Días después y caída la tarde Draco bajó al campo, tenía práctica después de haber ganado el primer partido. No tardó mucho en ver al equipo reunido, había pedido a Neal MacMaster que se reuniera ese día, ahora sólo faltaba que llegará Blaise. Draco lo divisó bajando la colina con la escoba a cuestas y probablemente un cigarrillo en la mano, era un experto en burlar a Filch con eso, pero ese día no resultaba nada más que un marica entrometido, un idiota y Draco estaba decidido a darle su merecido, a vengarse de él sin que la conciencia se lo recriminara después, ya la vida le había puesto la oportunidad en bandeja de plata y no la desaprovecharía.
- Hoy no habrá práctica.
- ¿Por qué Draco? – Dijo Zabini carraspeando por el cigarro.
- Por que hay otros asuntos que arreglar primero.
- ¿Cómo cuáles? – Preguntó Goyle, ese día también los acompañaba Crabbe.
- Cómo lo que verdaderamente pasó el sábado en el juego. – Todos se quedaron en silencio, Aránzazu se agarró del brazo de Simoné. Draco sabía que había dado en el justo lugar. – Aranza, ¿Podrías decirnos que fue lo que pasó cuando caíste de la escoba? – Inquirió Draco y la chica miró temblorosa a Zabini.
- Pues… yo iba con la Quaffle en la mano… pensaba anotar, pero en eso Blaise me empujó y dijo que él tenía que ser el que anotara, yo no quise dársela por haberme empujado, pero luego lo volvió a hacer y perdí el equilibrio, ni siquiera me di cuenta cuando me quitó la pelota.
- ¿Qué tienes que decir Blaise? – Preguntó Draco, un poco gustoso. Zabini tenía el temple traslucido y el ceño fruncido.
- Que no es cierto, ella miente…
- ¡Mentira! – Saltó Simoné iracunda. – ¡Aranza no miente, la empujaste apropósito y lo mismo hubieras hecho conmigo, sólo por que te molesta jugar con mujeres!
- ¡Eso no es cierto! – Gritó Zabini fuertemente. – Ella no me quiso pasar la Quaffle como habíamos acordado.
- No habíamos acorado en nada Blaise. – Dijo Aránzazu resentida. – Estabas tratando de hacer que ninguna anotara, querías todo el crédito para ti.

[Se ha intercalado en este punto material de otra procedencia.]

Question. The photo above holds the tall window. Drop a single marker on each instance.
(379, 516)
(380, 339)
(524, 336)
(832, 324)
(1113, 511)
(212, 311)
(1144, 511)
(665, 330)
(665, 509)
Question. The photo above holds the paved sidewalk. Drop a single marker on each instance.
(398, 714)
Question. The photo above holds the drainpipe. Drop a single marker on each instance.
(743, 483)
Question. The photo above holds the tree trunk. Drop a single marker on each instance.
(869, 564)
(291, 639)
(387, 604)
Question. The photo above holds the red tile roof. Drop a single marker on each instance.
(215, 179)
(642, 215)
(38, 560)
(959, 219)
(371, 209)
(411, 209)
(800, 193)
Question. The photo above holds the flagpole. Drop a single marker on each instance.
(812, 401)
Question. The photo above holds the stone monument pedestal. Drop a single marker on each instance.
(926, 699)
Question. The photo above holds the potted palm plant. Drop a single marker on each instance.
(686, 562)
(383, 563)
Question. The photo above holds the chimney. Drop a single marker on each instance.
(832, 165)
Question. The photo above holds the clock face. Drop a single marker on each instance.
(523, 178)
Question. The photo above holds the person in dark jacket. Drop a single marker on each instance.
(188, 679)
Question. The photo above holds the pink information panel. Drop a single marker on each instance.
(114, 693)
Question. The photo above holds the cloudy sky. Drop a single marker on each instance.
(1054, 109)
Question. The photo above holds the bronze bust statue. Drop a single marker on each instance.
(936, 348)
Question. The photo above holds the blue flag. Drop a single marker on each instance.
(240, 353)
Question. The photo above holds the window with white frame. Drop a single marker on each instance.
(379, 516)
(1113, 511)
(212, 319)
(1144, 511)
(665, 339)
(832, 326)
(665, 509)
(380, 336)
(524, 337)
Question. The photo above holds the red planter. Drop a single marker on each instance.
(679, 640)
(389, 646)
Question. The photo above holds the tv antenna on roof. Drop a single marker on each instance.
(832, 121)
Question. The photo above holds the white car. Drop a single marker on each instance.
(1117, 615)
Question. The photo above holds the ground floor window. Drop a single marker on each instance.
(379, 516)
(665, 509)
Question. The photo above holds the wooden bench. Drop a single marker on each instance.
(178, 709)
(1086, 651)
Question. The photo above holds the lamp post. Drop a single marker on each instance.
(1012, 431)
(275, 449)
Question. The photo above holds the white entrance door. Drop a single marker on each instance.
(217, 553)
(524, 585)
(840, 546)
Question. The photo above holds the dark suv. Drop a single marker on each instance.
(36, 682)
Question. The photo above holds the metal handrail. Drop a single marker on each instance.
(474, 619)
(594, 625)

- Bueno yo no tengo la culpa de ser más competente. ¿Por qué no te das cuenta de eso Draco? Ahora hasta tenemos problemas por que son unas chifladas.
- No lo creo Blaise. Veo perfectamente que te han herido el ego, pero ya tomé una decisión: juagará Neal en tu lugar. – Blaise contuvo el aire.
- ¿Y yo en el de quién?
- En el de nadie, estas fuera del equipo, si no piensas comportarte y cooperar te puedes ir retirando. No pondré en peligro al resto por tus necedades. ¿Están todos de acuerdo en que Neal ocupe el puesto? – Preguntó Draco disfrutándolo mucho. Aránzazu fue la primera en levantar la mano, pero todos lo hicieron a acepción de Neal e incluyendo a Crabbe.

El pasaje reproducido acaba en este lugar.